Book Blurred Borders

    Book Details:
  • Author :
  • Publisher : Univ of North Carolina Press
  • Release : 2011
  • ISBN : 0807834971
  • Pages : 306 pages

Download or read book Blurred Borders written by and published by Univ of North Carolina Press. This book was released on 2011 with total page 306 pages. Available in PDF, EPUB and Kindle. Book excerpt: Blurred Borders

Book Rethinking Migration

Download or read book Rethinking Migration written by Alejandro Portes and published by Berghahn Books. This book was released on 2008-03 with total page 460 pages. Available in PDF, EPUB and Kindle. Book excerpt: Includes statistical tables.

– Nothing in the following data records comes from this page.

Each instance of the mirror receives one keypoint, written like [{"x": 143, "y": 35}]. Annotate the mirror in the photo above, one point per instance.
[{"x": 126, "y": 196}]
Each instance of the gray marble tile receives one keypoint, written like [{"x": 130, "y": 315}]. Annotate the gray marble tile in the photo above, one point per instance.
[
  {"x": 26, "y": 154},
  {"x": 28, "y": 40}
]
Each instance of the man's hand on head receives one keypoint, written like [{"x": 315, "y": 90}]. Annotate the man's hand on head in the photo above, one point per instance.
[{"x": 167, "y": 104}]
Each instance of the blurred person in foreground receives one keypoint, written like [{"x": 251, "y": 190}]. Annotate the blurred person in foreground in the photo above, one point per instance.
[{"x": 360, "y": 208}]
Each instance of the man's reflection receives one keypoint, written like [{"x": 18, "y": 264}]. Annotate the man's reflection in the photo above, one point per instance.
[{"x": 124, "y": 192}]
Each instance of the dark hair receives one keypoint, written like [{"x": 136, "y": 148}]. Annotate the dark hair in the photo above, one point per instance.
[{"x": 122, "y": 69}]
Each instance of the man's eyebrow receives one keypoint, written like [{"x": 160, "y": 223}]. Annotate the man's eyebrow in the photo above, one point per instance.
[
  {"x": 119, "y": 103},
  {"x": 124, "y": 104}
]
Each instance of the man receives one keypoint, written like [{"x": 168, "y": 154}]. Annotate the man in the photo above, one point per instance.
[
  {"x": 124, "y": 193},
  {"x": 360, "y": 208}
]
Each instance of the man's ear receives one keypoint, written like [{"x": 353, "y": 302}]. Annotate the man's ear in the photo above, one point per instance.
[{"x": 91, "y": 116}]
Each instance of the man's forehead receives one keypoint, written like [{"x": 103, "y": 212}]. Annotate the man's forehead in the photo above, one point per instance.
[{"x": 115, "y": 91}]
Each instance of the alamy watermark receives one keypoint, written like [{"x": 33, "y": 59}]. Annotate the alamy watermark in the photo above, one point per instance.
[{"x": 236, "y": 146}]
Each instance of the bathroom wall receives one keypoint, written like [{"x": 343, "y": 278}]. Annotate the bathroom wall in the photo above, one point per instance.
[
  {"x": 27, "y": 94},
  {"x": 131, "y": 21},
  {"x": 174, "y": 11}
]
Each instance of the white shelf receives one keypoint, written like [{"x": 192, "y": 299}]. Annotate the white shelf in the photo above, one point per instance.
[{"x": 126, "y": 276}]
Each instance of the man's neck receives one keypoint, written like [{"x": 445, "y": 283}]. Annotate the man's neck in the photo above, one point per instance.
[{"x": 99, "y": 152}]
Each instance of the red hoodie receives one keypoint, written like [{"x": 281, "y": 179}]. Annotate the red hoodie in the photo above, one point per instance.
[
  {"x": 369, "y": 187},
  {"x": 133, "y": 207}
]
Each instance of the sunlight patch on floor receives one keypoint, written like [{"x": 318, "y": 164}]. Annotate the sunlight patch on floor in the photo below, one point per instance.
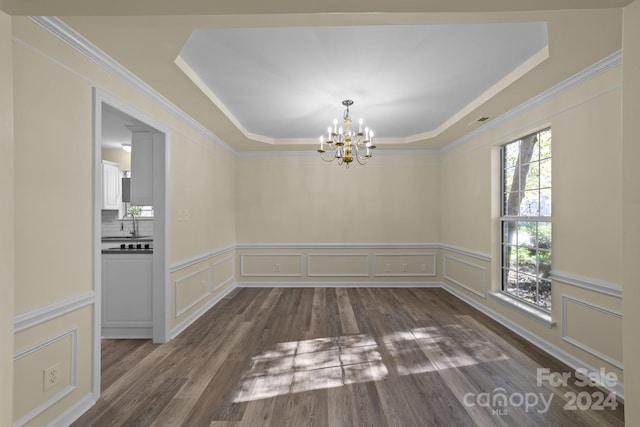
[
  {"x": 314, "y": 364},
  {"x": 322, "y": 363}
]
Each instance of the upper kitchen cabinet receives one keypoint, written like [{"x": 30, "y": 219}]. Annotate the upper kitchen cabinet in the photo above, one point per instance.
[
  {"x": 110, "y": 185},
  {"x": 142, "y": 168}
]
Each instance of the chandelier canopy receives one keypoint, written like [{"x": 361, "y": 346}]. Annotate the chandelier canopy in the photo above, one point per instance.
[{"x": 345, "y": 145}]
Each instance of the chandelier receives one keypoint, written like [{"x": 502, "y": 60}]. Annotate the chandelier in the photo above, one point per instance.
[{"x": 346, "y": 144}]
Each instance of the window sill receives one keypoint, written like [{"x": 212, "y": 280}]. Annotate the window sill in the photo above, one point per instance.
[{"x": 538, "y": 315}]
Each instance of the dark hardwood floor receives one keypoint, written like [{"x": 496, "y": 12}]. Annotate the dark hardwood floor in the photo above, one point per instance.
[{"x": 340, "y": 357}]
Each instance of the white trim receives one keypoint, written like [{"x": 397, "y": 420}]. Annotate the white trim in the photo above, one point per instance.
[
  {"x": 60, "y": 29},
  {"x": 37, "y": 316},
  {"x": 467, "y": 252},
  {"x": 193, "y": 303},
  {"x": 482, "y": 294},
  {"x": 313, "y": 153},
  {"x": 196, "y": 315},
  {"x": 365, "y": 274},
  {"x": 338, "y": 246},
  {"x": 65, "y": 33},
  {"x": 534, "y": 313},
  {"x": 544, "y": 345},
  {"x": 74, "y": 412},
  {"x": 127, "y": 330},
  {"x": 579, "y": 344},
  {"x": 199, "y": 258},
  {"x": 605, "y": 288},
  {"x": 243, "y": 274},
  {"x": 407, "y": 274},
  {"x": 339, "y": 285},
  {"x": 575, "y": 80},
  {"x": 213, "y": 272},
  {"x": 73, "y": 372}
]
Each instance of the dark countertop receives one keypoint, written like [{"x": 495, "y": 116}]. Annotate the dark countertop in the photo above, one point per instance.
[
  {"x": 106, "y": 239},
  {"x": 117, "y": 251}
]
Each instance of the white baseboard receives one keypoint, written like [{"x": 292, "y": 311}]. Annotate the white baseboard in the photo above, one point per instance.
[
  {"x": 549, "y": 348},
  {"x": 127, "y": 332},
  {"x": 74, "y": 412},
  {"x": 338, "y": 285}
]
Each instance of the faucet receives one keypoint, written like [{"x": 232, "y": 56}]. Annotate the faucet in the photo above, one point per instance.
[{"x": 133, "y": 232}]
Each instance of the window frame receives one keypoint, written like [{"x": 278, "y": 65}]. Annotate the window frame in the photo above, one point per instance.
[{"x": 535, "y": 221}]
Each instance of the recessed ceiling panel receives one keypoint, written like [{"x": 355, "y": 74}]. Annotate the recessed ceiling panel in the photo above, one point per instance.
[{"x": 404, "y": 80}]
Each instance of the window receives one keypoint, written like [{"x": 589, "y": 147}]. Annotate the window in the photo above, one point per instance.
[{"x": 526, "y": 219}]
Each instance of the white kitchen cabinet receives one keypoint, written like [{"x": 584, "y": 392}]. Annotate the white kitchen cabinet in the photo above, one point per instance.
[
  {"x": 110, "y": 185},
  {"x": 142, "y": 169},
  {"x": 127, "y": 306}
]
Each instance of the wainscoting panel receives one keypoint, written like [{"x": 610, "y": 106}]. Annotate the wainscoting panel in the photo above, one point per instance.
[
  {"x": 467, "y": 274},
  {"x": 191, "y": 289},
  {"x": 338, "y": 265},
  {"x": 59, "y": 353},
  {"x": 405, "y": 264},
  {"x": 198, "y": 283},
  {"x": 271, "y": 265},
  {"x": 593, "y": 328},
  {"x": 222, "y": 273}
]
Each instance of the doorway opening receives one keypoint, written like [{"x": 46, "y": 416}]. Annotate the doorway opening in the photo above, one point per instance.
[{"x": 142, "y": 227}]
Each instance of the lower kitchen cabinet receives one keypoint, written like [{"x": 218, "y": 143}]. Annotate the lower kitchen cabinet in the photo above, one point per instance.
[{"x": 127, "y": 295}]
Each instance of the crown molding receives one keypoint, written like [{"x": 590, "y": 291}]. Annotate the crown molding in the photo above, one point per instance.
[
  {"x": 65, "y": 33},
  {"x": 575, "y": 80},
  {"x": 60, "y": 29}
]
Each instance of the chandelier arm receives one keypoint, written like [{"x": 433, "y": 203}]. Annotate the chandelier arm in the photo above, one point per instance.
[
  {"x": 362, "y": 160},
  {"x": 328, "y": 160}
]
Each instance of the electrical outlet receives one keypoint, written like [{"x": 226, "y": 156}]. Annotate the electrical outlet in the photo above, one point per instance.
[{"x": 51, "y": 376}]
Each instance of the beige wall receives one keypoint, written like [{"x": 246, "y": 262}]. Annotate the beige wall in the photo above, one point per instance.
[
  {"x": 6, "y": 224},
  {"x": 631, "y": 207},
  {"x": 393, "y": 199},
  {"x": 53, "y": 204}
]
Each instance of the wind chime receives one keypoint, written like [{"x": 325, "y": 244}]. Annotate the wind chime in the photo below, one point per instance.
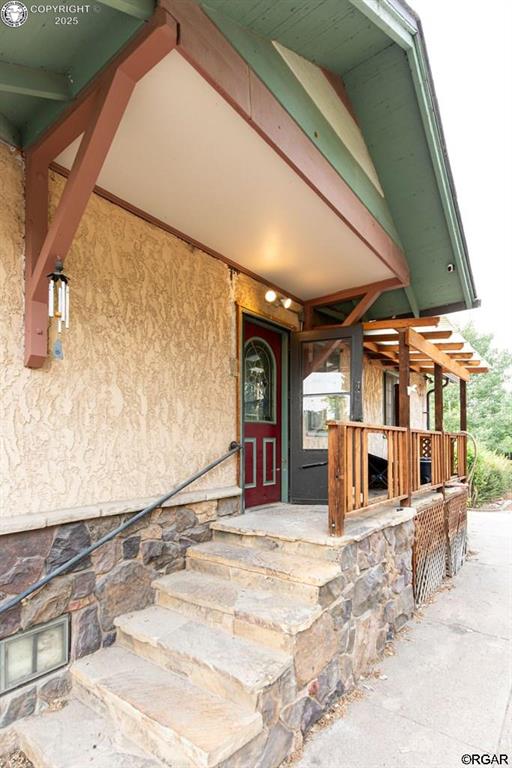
[{"x": 58, "y": 296}]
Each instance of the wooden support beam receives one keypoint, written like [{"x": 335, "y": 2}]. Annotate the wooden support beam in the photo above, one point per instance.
[
  {"x": 404, "y": 406},
  {"x": 391, "y": 356},
  {"x": 354, "y": 293},
  {"x": 443, "y": 345},
  {"x": 32, "y": 81},
  {"x": 36, "y": 227},
  {"x": 463, "y": 406},
  {"x": 430, "y": 350},
  {"x": 105, "y": 108},
  {"x": 401, "y": 322},
  {"x": 8, "y": 131},
  {"x": 111, "y": 104},
  {"x": 362, "y": 306},
  {"x": 438, "y": 397},
  {"x": 387, "y": 337}
]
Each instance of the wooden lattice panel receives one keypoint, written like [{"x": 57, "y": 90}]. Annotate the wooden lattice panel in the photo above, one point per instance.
[
  {"x": 429, "y": 552},
  {"x": 456, "y": 519},
  {"x": 426, "y": 447}
]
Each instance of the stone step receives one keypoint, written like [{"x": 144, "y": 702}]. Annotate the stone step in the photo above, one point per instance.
[
  {"x": 229, "y": 666},
  {"x": 262, "y": 616},
  {"x": 163, "y": 713},
  {"x": 303, "y": 579},
  {"x": 249, "y": 533},
  {"x": 77, "y": 736}
]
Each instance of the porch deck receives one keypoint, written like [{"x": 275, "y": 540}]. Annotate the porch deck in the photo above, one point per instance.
[{"x": 308, "y": 524}]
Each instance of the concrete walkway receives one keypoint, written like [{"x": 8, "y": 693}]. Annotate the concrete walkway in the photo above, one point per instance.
[{"x": 448, "y": 688}]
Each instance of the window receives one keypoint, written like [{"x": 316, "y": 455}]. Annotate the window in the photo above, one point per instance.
[
  {"x": 31, "y": 654},
  {"x": 325, "y": 389},
  {"x": 259, "y": 382}
]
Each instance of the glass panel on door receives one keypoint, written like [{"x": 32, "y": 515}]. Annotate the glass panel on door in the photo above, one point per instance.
[
  {"x": 326, "y": 374},
  {"x": 325, "y": 389}
]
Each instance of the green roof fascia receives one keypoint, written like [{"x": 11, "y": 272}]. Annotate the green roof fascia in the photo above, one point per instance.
[
  {"x": 404, "y": 29},
  {"x": 263, "y": 58}
]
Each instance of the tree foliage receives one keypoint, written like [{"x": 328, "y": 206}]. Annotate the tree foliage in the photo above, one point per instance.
[{"x": 489, "y": 396}]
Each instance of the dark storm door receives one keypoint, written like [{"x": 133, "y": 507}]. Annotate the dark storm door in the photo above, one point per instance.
[
  {"x": 262, "y": 414},
  {"x": 326, "y": 384}
]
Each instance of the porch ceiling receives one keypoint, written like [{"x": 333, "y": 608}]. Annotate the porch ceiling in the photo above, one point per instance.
[
  {"x": 198, "y": 167},
  {"x": 379, "y": 51}
]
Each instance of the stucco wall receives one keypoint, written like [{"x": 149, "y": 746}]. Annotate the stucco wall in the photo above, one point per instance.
[{"x": 146, "y": 391}]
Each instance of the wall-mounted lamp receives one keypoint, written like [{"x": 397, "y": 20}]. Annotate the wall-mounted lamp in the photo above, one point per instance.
[
  {"x": 58, "y": 296},
  {"x": 271, "y": 297}
]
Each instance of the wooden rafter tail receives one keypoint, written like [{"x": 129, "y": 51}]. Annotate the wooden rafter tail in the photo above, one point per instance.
[
  {"x": 105, "y": 109},
  {"x": 444, "y": 346},
  {"x": 354, "y": 293},
  {"x": 400, "y": 323},
  {"x": 436, "y": 355},
  {"x": 393, "y": 337}
]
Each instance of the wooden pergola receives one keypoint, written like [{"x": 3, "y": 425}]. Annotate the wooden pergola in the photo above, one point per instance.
[
  {"x": 410, "y": 344},
  {"x": 426, "y": 345}
]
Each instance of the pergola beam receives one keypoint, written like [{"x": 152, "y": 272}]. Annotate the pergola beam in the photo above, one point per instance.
[
  {"x": 31, "y": 81},
  {"x": 383, "y": 337},
  {"x": 436, "y": 355},
  {"x": 401, "y": 322},
  {"x": 445, "y": 346}
]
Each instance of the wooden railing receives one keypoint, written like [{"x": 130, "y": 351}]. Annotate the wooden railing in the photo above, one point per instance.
[
  {"x": 352, "y": 483},
  {"x": 369, "y": 464},
  {"x": 456, "y": 455},
  {"x": 427, "y": 460}
]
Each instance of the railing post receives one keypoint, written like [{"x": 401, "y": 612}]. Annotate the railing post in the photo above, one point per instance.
[
  {"x": 404, "y": 407},
  {"x": 439, "y": 412},
  {"x": 337, "y": 478}
]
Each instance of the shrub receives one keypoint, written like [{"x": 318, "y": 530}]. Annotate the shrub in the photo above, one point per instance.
[{"x": 492, "y": 477}]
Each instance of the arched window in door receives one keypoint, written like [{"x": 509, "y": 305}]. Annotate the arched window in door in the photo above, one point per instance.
[{"x": 259, "y": 382}]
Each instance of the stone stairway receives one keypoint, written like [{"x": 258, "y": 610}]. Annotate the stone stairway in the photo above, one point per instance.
[{"x": 209, "y": 675}]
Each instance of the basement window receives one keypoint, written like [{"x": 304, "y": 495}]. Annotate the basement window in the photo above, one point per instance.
[{"x": 34, "y": 653}]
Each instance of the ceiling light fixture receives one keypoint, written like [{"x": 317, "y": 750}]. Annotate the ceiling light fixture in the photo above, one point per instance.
[{"x": 277, "y": 300}]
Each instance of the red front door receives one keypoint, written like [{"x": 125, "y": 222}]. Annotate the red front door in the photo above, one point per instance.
[{"x": 262, "y": 414}]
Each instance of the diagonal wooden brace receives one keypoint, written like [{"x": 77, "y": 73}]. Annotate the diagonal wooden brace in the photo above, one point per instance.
[{"x": 99, "y": 116}]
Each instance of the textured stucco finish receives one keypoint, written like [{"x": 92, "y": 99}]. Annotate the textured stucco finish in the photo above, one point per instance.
[{"x": 146, "y": 392}]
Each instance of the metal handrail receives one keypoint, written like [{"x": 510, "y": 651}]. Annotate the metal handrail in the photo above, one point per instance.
[{"x": 233, "y": 448}]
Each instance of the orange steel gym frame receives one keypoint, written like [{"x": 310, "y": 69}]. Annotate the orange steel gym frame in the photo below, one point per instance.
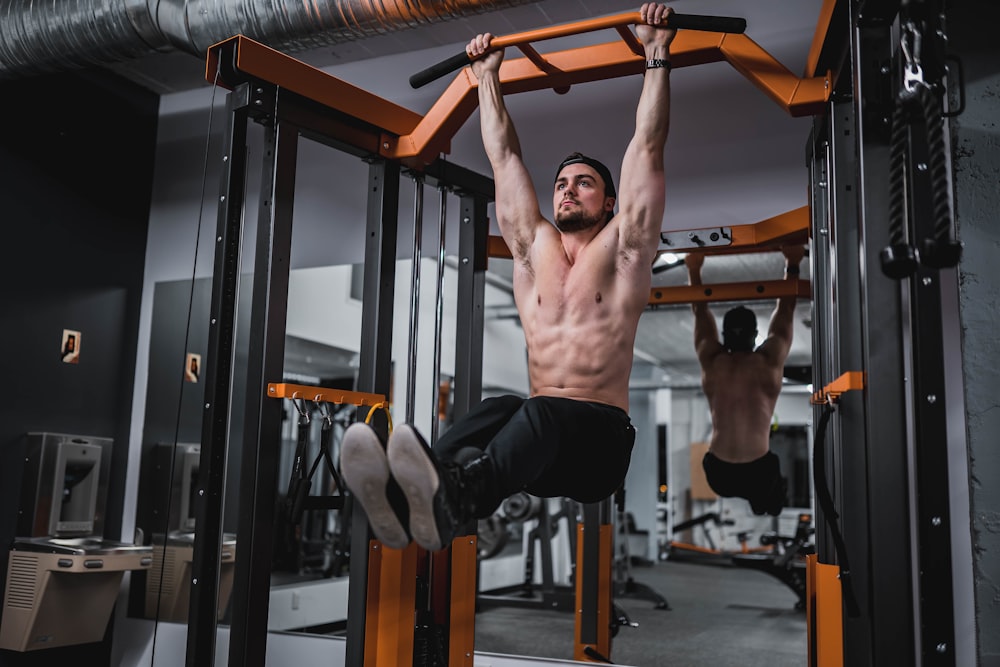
[{"x": 289, "y": 99}]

Book Interspecies Politics

Download or read book Interspecies Politics written by Rafi Youatt and published by University of Michigan Press. This book was released on 2020-02-25 with total page 209 pages. Available in PDF, EPUB and Kindle. Book excerpt: Politics "with" the environment

Book Borderscaping  Imaginations and Practices of Border Making

Download or read book Borderscaping Imaginations and Practices of Border Making written by Chiara Brambilla and published by Routledge. This book was released on 2016-04-15 with total page 397 pages. Available in PDF, EPUB and Kindle. Book excerpt: Using the borderscapes concept, this book offers an approach to border studies that expresses the multilevel complexity of borders, from the geopolitical to social practice and cultural production at and across the border. Accordingly, it encourages a productive understanding of the processual, de-territorialized and dispersed nature of borders and their ensuring regimes in the era of globalization and transnational flows as well as showcasing border research as an interdisciplinary field with its own academic standing. Contemporary bordering processes and practices are examined through the borderscapes lens to uncover important connections between borders as a ’challenge' to national (and EU) policies and borders as potential elements of political innovation through conceptual (re-)framings of social, political, economic and cultural spaces. The authors offer a nuanced and critical re-reading and understanding of the border not as an entity to be taken for granted, but as a place of investigation and as a resource in terms of the construction of novel (geo)political imaginations, social and spatial imaginaries and cultural images. In so doing, they suggest that rethinking borders means deconstructing the interweaving between political practices of inclusion-exclusion and the images created to support and communicate them on the cultural level by Western territorialist modernity. The result is a book that proposes a wandering through a constellation of bordering policies, discourses, practices and images to open new possibilities for thinking, mapping, acting and living borders under contemporary globalization.